Good weight
initialization sets the variance up at the start — but as soon as
training begins, the weights move, and the distribution of each layer's pre-activations
drifts again. Wouldn't it be nice to re-centre and re-scale that distribution
continuously, at every step, so each layer always sees well-behaved inputs?
That is exactly what batch normalization does. For each pre-activation, it
normalises the values across the mini-batch to mean 0 and
variance 1, then applies a learnable rescale. The result trains
faster, tolerates higher
learning
rates, and is far less fussy about initialization.
The four steps, line by line
Fix one pre-activation feature and look at its values across a mini-batch of
B examples, x_1, \dots, x_B. Batch norm
transforms them in four moves.
Step 1 — the batch mean. Average the feature over the batch; this is the
centre we will subtract off:
\mu_B = \frac{1}{B}\sum_{i=1}^{B} x_i.
Step 2 — the batch variance. The mean squared deviation from that centre,
measuring the spread we will divide out:
\sigma_B^2 = \frac{1}{B}\sum_{i=1}^{B} (x_i - \mu_B)^2.
Step 3 — normalise. Shift by the mean and divide by the standard deviation.
The small constant \varepsilon (e.g.
10^{-5}) guards against dividing by zero when a feature happens to
be constant across the batch:
\hat{x}_i = \frac{x_i - \mu_B}{\sqrt{\sigma_B^2 + \varepsilon}}.
By construction the \hat{x}_i now have (almost exactly) mean
0 and variance 1 — a clean, standardised
distribution, every step, for every feature.
Step 4 — scale and shift, learnably.

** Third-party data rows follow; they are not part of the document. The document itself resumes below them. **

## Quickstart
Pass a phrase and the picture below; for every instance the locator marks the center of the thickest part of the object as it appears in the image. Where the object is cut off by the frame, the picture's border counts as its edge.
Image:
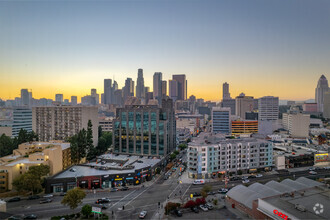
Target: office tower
(22, 119)
(164, 88)
(182, 86)
(229, 103)
(145, 129)
(243, 104)
(268, 108)
(157, 86)
(326, 105)
(322, 87)
(128, 88)
(221, 122)
(59, 98)
(297, 124)
(140, 85)
(107, 91)
(25, 100)
(118, 97)
(62, 122)
(74, 100)
(95, 96)
(225, 91)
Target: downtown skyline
(258, 48)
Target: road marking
(122, 199)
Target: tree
(86, 210)
(73, 198)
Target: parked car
(223, 191)
(103, 200)
(312, 172)
(143, 214)
(246, 181)
(46, 201)
(202, 207)
(195, 209)
(15, 199)
(31, 216)
(209, 206)
(195, 194)
(33, 197)
(48, 196)
(124, 188)
(178, 212)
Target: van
(200, 181)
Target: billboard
(321, 157)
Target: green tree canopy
(74, 197)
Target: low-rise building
(209, 154)
(55, 154)
(244, 127)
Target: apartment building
(209, 154)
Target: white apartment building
(61, 122)
(297, 124)
(211, 154)
(268, 108)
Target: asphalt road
(137, 199)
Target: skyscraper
(107, 91)
(225, 91)
(59, 98)
(157, 84)
(74, 100)
(221, 122)
(244, 104)
(164, 88)
(268, 108)
(25, 101)
(140, 85)
(182, 86)
(173, 89)
(322, 87)
(128, 88)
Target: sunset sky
(278, 48)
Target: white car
(246, 181)
(202, 207)
(143, 214)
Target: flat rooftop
(109, 164)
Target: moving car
(246, 181)
(48, 196)
(46, 201)
(31, 216)
(33, 197)
(15, 199)
(223, 190)
(178, 212)
(195, 209)
(209, 206)
(200, 181)
(143, 214)
(204, 208)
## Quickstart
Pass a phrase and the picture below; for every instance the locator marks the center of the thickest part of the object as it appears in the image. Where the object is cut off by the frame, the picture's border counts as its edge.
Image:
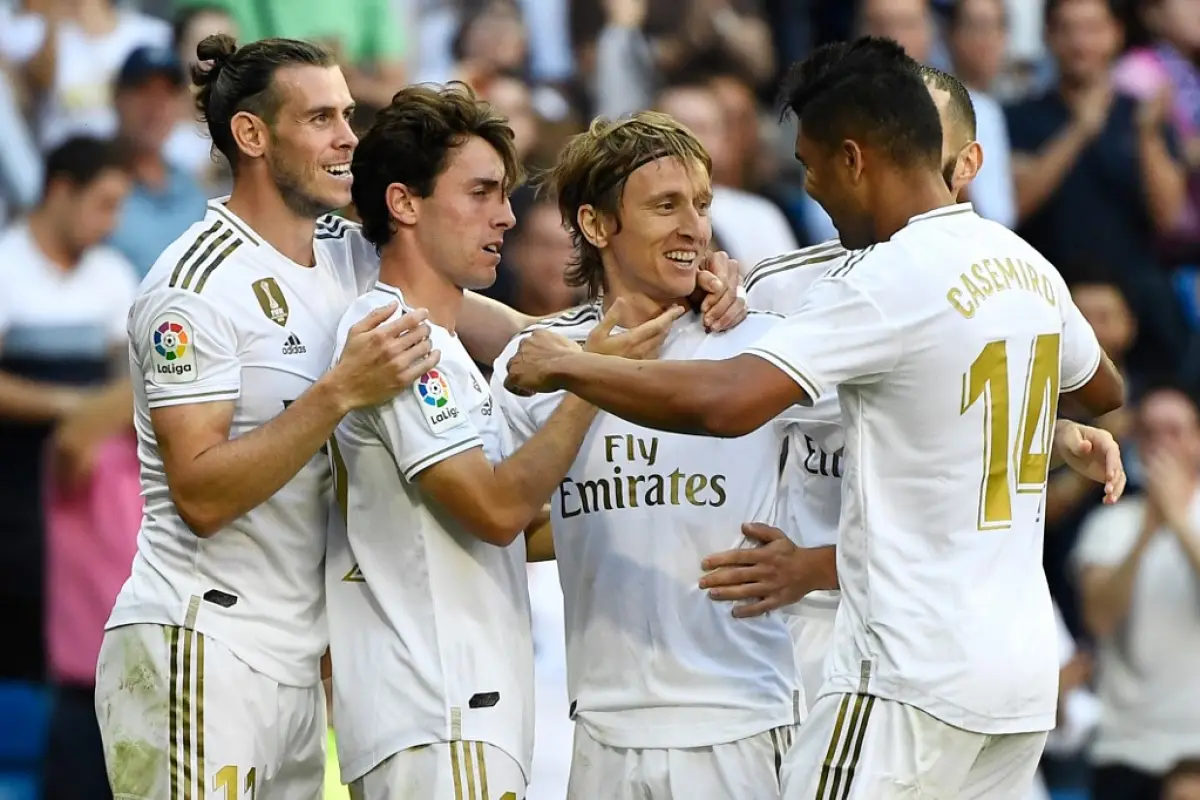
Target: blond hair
(593, 168)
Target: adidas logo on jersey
(293, 346)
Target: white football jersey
(430, 629)
(948, 347)
(652, 661)
(222, 316)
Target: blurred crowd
(1089, 114)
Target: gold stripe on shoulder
(851, 263)
(240, 227)
(191, 251)
(215, 263)
(214, 245)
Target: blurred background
(1089, 113)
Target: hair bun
(216, 48)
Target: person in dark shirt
(1097, 174)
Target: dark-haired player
(948, 341)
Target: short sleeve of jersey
(426, 423)
(838, 336)
(1081, 352)
(186, 348)
(513, 409)
(1108, 534)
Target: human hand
(383, 358)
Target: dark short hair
(1051, 8)
(411, 143)
(243, 79)
(81, 160)
(955, 12)
(961, 107)
(871, 91)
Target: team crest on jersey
(172, 350)
(271, 300)
(437, 402)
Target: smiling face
(663, 233)
(311, 142)
(461, 224)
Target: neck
(403, 265)
(258, 203)
(906, 196)
(639, 306)
(46, 236)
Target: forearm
(527, 479)
(229, 479)
(1036, 178)
(34, 401)
(661, 395)
(487, 325)
(1164, 180)
(821, 569)
(540, 539)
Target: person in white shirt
(1139, 571)
(232, 335)
(797, 566)
(429, 607)
(211, 653)
(948, 340)
(672, 697)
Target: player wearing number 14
(948, 341)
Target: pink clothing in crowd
(91, 534)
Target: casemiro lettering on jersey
(637, 481)
(993, 276)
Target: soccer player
(209, 673)
(672, 697)
(774, 576)
(429, 605)
(948, 341)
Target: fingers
(616, 311)
(375, 319)
(409, 322)
(762, 533)
(731, 576)
(741, 557)
(760, 608)
(414, 371)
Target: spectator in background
(367, 36)
(166, 200)
(1097, 176)
(1170, 66)
(631, 47)
(1183, 782)
(83, 46)
(1068, 499)
(911, 23)
(64, 299)
(538, 253)
(190, 145)
(1139, 570)
(747, 226)
(978, 40)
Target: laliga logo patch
(174, 353)
(438, 405)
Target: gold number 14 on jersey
(1027, 455)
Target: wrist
(329, 394)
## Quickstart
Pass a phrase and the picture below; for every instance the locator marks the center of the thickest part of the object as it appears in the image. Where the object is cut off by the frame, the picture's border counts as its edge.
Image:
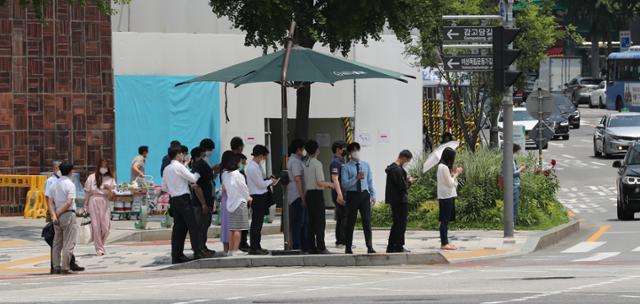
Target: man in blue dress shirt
(358, 183)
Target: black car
(568, 110)
(559, 124)
(628, 183)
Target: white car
(520, 117)
(599, 96)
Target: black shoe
(202, 255)
(180, 260)
(258, 252)
(75, 267)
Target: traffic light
(504, 57)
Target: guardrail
(35, 183)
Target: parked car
(521, 117)
(615, 133)
(628, 183)
(579, 89)
(598, 97)
(559, 124)
(568, 110)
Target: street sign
(541, 133)
(468, 63)
(467, 33)
(625, 40)
(540, 109)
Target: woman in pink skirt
(99, 190)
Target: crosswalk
(588, 199)
(592, 251)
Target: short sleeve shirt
(313, 174)
(63, 190)
(138, 162)
(295, 168)
(49, 185)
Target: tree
(601, 20)
(539, 31)
(39, 5)
(333, 23)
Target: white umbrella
(434, 157)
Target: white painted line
(583, 247)
(598, 257)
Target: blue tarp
(150, 111)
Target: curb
(165, 234)
(315, 260)
(535, 243)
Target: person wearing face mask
(259, 189)
(175, 180)
(357, 180)
(138, 162)
(48, 194)
(314, 184)
(396, 195)
(339, 149)
(99, 188)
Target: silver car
(615, 133)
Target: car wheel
(627, 215)
(619, 104)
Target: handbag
(48, 233)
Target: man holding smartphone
(357, 181)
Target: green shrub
(479, 204)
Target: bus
(623, 81)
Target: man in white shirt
(176, 180)
(62, 209)
(259, 190)
(48, 190)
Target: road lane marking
(598, 257)
(583, 247)
(599, 233)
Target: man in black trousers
(176, 180)
(396, 195)
(357, 181)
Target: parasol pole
(283, 86)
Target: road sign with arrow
(468, 63)
(467, 33)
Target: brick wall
(56, 91)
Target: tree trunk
(595, 56)
(303, 94)
(303, 100)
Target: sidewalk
(22, 250)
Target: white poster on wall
(364, 138)
(323, 139)
(383, 136)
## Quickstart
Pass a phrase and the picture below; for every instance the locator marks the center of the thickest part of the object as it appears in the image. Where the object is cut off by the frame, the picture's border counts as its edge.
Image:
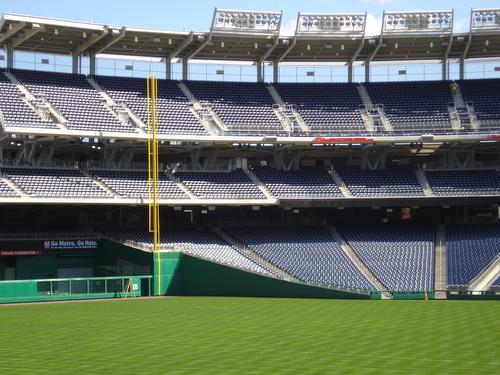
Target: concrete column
(185, 69)
(168, 67)
(276, 72)
(260, 72)
(367, 72)
(462, 69)
(74, 63)
(10, 56)
(92, 63)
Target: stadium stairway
(368, 120)
(285, 112)
(340, 183)
(183, 187)
(101, 184)
(241, 248)
(483, 281)
(212, 123)
(116, 108)
(351, 254)
(424, 184)
(262, 187)
(36, 104)
(11, 184)
(440, 265)
(459, 102)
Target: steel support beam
(276, 72)
(116, 38)
(185, 69)
(12, 31)
(168, 68)
(445, 59)
(25, 36)
(92, 65)
(10, 56)
(260, 76)
(174, 53)
(90, 42)
(74, 63)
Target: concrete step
(340, 183)
(424, 183)
(440, 262)
(356, 260)
(242, 249)
(102, 185)
(10, 183)
(140, 126)
(262, 187)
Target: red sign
(344, 140)
(15, 253)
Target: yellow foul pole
(153, 170)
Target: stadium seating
(244, 107)
(55, 183)
(398, 181)
(310, 254)
(414, 107)
(134, 184)
(6, 191)
(464, 182)
(203, 244)
(470, 248)
(174, 115)
(15, 111)
(328, 108)
(484, 94)
(75, 98)
(220, 185)
(400, 256)
(310, 183)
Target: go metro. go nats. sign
(70, 244)
(17, 253)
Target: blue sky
(196, 14)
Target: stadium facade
(354, 189)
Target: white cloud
(373, 25)
(381, 2)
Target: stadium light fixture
(418, 21)
(330, 24)
(485, 19)
(244, 21)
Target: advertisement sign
(70, 244)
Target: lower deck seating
(220, 185)
(400, 256)
(202, 244)
(313, 183)
(310, 254)
(15, 111)
(134, 184)
(392, 182)
(6, 191)
(55, 183)
(464, 182)
(470, 248)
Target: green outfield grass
(251, 336)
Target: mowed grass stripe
(251, 336)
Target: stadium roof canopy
(237, 35)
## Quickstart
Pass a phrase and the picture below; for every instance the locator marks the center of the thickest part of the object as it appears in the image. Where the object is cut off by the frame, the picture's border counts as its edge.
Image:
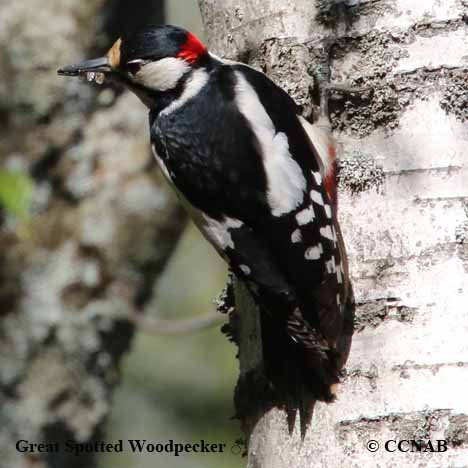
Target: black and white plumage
(258, 180)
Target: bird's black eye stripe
(134, 66)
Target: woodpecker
(258, 180)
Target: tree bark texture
(398, 72)
(101, 231)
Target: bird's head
(150, 61)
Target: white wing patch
(286, 182)
(305, 216)
(314, 253)
(316, 197)
(296, 236)
(327, 233)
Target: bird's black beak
(99, 65)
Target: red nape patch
(193, 49)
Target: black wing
(293, 261)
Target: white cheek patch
(317, 177)
(193, 86)
(286, 182)
(163, 74)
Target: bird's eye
(134, 66)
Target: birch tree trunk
(403, 141)
(100, 231)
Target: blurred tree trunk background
(399, 109)
(85, 229)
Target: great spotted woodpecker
(257, 178)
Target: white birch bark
(404, 212)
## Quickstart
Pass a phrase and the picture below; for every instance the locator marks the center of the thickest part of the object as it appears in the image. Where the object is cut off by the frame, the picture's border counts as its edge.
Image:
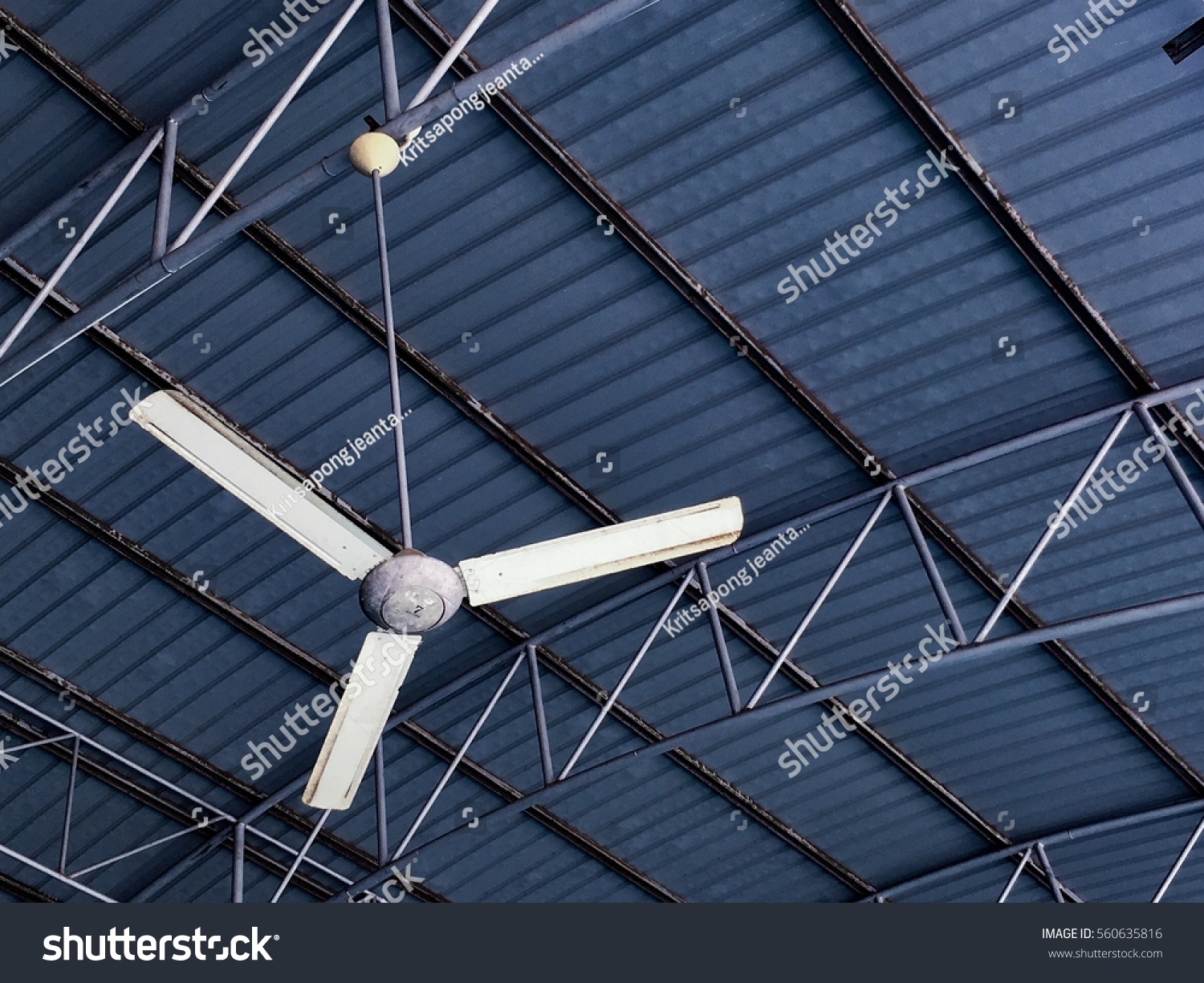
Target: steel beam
(23, 892)
(152, 799)
(170, 749)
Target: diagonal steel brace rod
(1035, 554)
(819, 600)
(626, 677)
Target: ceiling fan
(407, 593)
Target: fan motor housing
(411, 592)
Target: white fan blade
(360, 720)
(209, 445)
(584, 556)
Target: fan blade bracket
(597, 552)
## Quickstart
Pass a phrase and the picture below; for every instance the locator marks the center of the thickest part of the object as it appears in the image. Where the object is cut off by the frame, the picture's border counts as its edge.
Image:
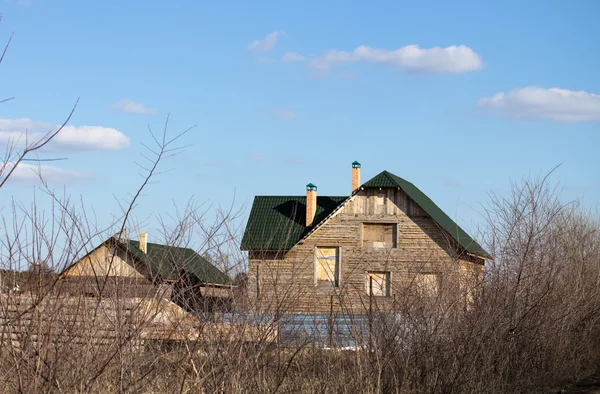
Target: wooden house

Forcing mean
0, variance 1 is sometimes too rigid —
the layer might genuinely want a different mean or spread (for instance to use the
non-linear part of a sigmoid). So batch norm hands two learnable parameters,
\gamma and \beta, back to gradient
descent:
y_i = \gamma\,\hat{x}_i + \beta.
Crucially the network can undo the normalisation if that is what minimises the loss:
setting \gamma = \sqrt{\sigma_B^2 + \varepsilon} and
\beta = \mu_B recovers the original
x_i exactly. So batch norm never restricts the model — it
only gives the optimiser an easier, better-conditioned coordinate system to search in.
Train time versus inference time
One subtlety: at training time \mu_B and
\sigma_B^2 are computed from the current mini-batch. At
inference time we often have a single example — there is no batch to average
over, and we don't want the prediction for one input to depend on whatever other inputs
happen to share its batch. So during training a running average of the mean
and variance is accumulated, e.g.
\mu_{\text{run}} \leftarrow (1-\alpha)\,\mu_{\text{run}} + \alpha\,\mu_B,
and at inference those fixed running statistics replace the batch statistics. The transform
then becomes a plain, deterministic affine map — no batch required.
For a pre-activation feature with mini-batch values
x_1, \dots, x_B, batch normalization applies:
-
Batch mean:
\mu_B = \tfrac{1}{B}\sum_i x_i, and
batch variance:
\sigma_B^2 = \tfrac{1}{B}\sum_i (x_i - \mu_B)^2.
-
Normalise:
\hat{x}_i = \dfrac{x_i - \mu_B}{\sqrt{\sigma_B^2 + \varepsilon}}
— mean 0, variance 1.
-
Rescale: y_i = \gamma\,\hat{x}_i + \beta, with
\gamma, \beta learnable (so the layer can recover any
mean/variance it wants, including the original).
-
Train vs inference: training uses the live batch statistics; inference
uses fixed running averages of the mean and variance, so a single
example needs no batch.
The original 2015 paper (Ioffe & Szegedy) explained batch norm through
internal covariate shift: as earlier layers update, the distribution of
inputs to later layers keeps shifting, so each layer is forever chasing a moving target.
Pinning every layer's inputs to a fixed mean and variance, the story went, stops the shift
and lets layers learn in peace.
It is a tidy intuition — but later work (Santurkar et al., 2018) cast doubt on it: you can
inject covariate shift back in and batch norm still helps. The modern
reinterpretation is geometric: batch norm smooths the loss landscape,
making the gradients more predictable and Lipschitz-bounded. A smoother
loss
surface means larger, safer steps and faster, more stable descent. Whichever
framing you prefer, the empirical verdict is unambiguous: it works.